Bali - watch out for scams


There could be nothing worse than being ripped off while you are enjoying your Bali holiday.

Unfortunately almost anyone that has traveled to Bali can recount at least one situation where they have been taken advantage of. Here are a few of the common small scams.

1. Money Changer Scam
There are a large number of unscrupulous money changers around Bali and they are easy to spot. They are generally the smaller operations that offer a slightly higher exchange rate than average. Avoid these places like the plague. They will give you your money in small denominations and they will use distraction and sleight of hand to trick you out of your cash.

2. Taxi Scam
Bali taxi drivers have plenty of scams up their sleeves and most of them are common throughout the world. A relatively new scam Bali's taxi drivers are employing is the lack of change. If they are paid in a high denomination note they will claim that they are unable to make change for the note they have received. They will then make no effort to seek this change from somebody else. And they will wait for the customer to offer the remaining amount as a tip.

3. Rental Scam
When a punter rents a motorbike, car, surfboard etc it will seem to be in perfect condition. When they return the rental it has some small fault.
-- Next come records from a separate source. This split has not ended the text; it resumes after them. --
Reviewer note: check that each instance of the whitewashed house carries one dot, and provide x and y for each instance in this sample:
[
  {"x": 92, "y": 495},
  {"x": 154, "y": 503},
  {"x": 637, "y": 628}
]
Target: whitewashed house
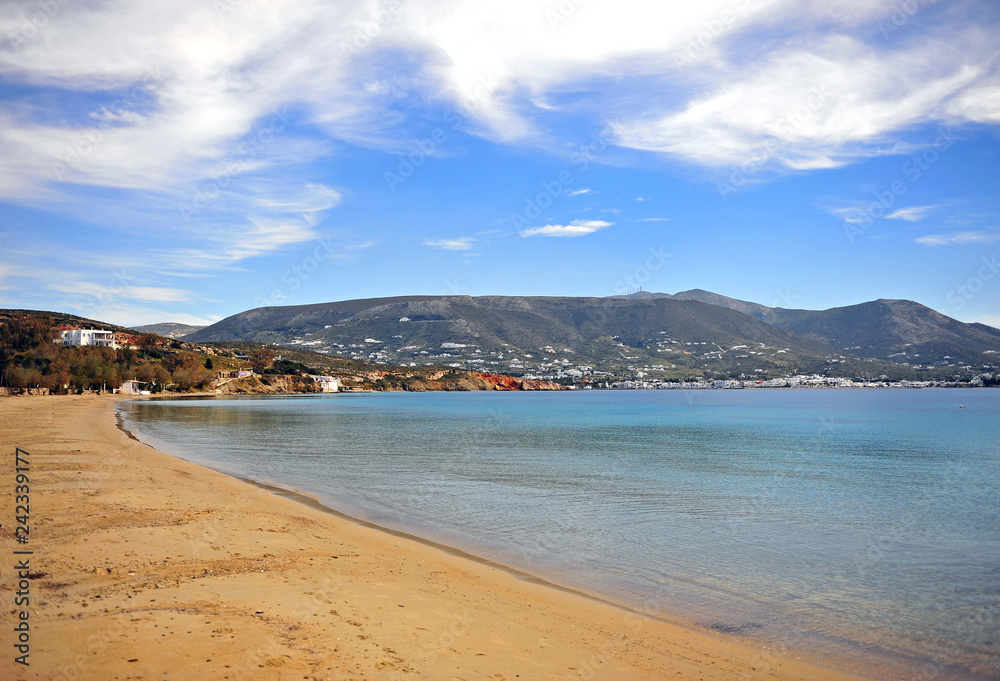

The tourist is then expected to pay for the repair of this fault. And they are inevitably charged an inflated price for this repair. Example: Small surfboard rental businesses on Kuta Beach sometimes put one Balsawood fin in the surfboard. This fin breaks after a few moments of use.

4. Commission-Gathering Scam
The driver on a private tour will sometimes tell his customers that he knows a cheap family owned place for them to shop, eat, or to do a tour. What he won't say is that he receives commission for taking tourists to these places. And that he is willing to drive them, at their expense, miles out of their way to get them there.

5. Pressuring Scam
People selling in Kuta will sometimes try and pressure a potential purchaser into buying their product. They will enlist the help of others to achieve this. The customer finds themselves surrounded by two or three people and the product is forcibly pushed onto their person. Bracelets are a good example of this. You should never allow anyone to tie a bracelet to your wrist. Once you are wearing it you will be expected to buy it.